The cross-validated skill score (38) of predicting the trend based on the leading PCs of annual mean SST is shown in Fig. 2b. The figure shows that the maximum skill score occurs at six PCs. However, the figure shows that the skill scores using 3–8 PCs also lie within the estimated confidence interval of the maximum. By the principle of parsimony, we choose the simplest model (i.e., the model with the fewest number of PCs) that lies within the confidence interval of the maximum skill score, namely, the model with three PCs.

The correlation between the trend and individual PCs is shown in Fig. 2c; also shown as horizontal lines are the associated 5% significance levels. The figure shows that only the first three PCs have statistically significant trends. It is interesting to note that the *ρ*^{2} shown in Fig. 2a is proportional to the sum of squared canonical correlations of individual PCs up to and including the PC indicated on the abscissa (as discussed in section 3a).
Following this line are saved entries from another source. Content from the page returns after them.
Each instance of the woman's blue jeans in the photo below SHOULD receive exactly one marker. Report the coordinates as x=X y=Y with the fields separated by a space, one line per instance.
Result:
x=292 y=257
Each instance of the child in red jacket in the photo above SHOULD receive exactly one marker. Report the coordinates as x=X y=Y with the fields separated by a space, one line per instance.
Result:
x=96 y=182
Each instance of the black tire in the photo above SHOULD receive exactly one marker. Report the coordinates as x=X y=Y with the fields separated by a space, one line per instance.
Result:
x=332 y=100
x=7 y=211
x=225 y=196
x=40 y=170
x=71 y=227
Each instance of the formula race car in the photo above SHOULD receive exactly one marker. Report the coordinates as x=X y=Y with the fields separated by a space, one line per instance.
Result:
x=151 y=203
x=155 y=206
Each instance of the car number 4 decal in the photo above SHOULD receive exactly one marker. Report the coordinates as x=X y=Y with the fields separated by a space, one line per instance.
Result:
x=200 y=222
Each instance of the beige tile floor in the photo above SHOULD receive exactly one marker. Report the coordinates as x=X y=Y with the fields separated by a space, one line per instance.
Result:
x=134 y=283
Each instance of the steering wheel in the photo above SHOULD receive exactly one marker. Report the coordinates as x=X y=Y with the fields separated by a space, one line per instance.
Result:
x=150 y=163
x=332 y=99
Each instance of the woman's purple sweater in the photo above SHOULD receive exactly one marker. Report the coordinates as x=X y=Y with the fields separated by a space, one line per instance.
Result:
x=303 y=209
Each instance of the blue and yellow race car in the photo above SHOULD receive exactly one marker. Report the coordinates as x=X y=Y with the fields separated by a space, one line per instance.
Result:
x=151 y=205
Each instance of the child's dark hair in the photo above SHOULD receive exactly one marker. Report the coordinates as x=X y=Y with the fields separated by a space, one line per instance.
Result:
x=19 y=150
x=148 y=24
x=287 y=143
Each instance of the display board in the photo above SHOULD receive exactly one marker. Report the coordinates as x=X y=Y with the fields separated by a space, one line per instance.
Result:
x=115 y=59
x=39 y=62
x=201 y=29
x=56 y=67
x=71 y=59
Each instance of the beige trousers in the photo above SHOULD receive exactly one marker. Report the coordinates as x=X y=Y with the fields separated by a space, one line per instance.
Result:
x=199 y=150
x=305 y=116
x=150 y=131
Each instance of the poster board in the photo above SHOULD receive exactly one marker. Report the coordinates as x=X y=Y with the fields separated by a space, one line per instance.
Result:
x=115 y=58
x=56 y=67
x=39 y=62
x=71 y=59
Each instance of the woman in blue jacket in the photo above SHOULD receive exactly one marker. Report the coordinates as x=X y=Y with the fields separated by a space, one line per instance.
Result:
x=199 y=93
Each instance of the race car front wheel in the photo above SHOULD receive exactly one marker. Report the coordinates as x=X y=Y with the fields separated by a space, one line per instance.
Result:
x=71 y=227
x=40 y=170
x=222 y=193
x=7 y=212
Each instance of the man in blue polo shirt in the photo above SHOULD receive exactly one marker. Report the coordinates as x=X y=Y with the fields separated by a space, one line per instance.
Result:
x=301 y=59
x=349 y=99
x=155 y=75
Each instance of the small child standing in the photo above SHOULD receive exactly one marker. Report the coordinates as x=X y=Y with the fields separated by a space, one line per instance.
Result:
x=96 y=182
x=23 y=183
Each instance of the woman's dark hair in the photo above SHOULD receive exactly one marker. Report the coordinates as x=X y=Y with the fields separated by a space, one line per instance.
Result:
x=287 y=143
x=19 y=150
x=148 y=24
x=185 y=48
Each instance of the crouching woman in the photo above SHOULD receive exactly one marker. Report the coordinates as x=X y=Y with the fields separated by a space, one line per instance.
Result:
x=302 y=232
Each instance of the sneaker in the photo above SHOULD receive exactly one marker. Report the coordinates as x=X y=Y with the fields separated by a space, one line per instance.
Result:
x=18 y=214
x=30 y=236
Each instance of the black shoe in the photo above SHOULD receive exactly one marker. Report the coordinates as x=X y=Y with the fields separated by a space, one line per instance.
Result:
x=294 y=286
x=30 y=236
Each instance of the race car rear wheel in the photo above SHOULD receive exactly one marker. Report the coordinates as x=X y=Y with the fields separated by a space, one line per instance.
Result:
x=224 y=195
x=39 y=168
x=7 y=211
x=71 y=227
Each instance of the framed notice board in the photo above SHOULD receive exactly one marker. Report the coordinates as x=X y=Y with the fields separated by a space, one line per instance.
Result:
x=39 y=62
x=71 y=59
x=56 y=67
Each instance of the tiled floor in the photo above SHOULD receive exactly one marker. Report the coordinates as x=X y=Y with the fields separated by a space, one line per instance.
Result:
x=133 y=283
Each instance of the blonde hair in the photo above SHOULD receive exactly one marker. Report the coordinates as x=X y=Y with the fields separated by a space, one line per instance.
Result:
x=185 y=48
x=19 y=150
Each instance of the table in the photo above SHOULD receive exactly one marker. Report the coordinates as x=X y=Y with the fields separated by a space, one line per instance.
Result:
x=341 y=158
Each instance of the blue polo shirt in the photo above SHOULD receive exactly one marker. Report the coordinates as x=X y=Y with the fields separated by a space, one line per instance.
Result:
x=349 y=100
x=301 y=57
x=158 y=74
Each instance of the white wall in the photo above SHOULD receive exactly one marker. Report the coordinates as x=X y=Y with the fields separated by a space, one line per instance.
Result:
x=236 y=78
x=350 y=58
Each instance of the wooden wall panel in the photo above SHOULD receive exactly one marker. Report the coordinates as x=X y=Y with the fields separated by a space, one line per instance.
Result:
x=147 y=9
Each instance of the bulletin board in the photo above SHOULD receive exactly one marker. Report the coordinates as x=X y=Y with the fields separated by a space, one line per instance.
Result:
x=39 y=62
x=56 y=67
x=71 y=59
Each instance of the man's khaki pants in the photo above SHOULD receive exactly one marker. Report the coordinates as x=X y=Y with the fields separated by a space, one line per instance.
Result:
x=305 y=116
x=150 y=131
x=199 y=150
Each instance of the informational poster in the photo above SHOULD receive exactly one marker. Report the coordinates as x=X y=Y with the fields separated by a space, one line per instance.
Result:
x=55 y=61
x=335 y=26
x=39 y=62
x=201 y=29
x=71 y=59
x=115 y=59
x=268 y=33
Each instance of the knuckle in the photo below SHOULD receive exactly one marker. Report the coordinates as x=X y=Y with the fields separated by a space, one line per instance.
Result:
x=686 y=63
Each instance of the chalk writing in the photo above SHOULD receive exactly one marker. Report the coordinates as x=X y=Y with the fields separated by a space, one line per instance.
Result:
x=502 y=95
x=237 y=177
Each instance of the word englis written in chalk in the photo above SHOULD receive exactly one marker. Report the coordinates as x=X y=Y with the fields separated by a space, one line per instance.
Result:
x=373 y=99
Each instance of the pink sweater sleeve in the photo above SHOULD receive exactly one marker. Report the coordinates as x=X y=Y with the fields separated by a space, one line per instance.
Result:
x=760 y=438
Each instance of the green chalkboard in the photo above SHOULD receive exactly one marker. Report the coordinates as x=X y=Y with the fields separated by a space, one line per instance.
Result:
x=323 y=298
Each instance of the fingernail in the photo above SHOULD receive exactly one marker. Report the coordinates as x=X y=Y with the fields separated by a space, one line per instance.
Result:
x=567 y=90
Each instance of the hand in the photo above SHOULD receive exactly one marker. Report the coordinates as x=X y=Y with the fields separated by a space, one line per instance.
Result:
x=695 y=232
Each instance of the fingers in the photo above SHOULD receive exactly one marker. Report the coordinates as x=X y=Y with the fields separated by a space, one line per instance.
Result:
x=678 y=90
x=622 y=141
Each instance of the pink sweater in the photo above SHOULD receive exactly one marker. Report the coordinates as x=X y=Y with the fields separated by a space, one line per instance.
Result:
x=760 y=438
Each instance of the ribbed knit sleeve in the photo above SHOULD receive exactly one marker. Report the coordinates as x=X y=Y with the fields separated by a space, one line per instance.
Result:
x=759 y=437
The trend pattern derived from the first three PCs is shown in Fig. 1b; this pattern is derived from (25). The similarity between the EOF-filtered trend pattern (Fig. 1b) and the regression pattern (Fig. 1a) indicates that there is little loss of trend information by using only the first three global EOFs to represent the data. For comparison, we also show the leading EOF in Fig. 1c. As anticipated from the fact that the leading PC contains a significant trend, the canonical trend pattern and the leading EOF are similar. The main difference is that the leading EOF has stronger amplitudes in the equatorial Pacific, suggesting a stronger contribution due to ENSO. The canonical component explains 24% of the SST spatial variance compared to 27% explained by the leading EOF. Thus, although the canonical component explains slightly less variance than the leading EOF, it explains significantly more long-term trend (e.g., *ρ*^{2} are 92% versus 68%).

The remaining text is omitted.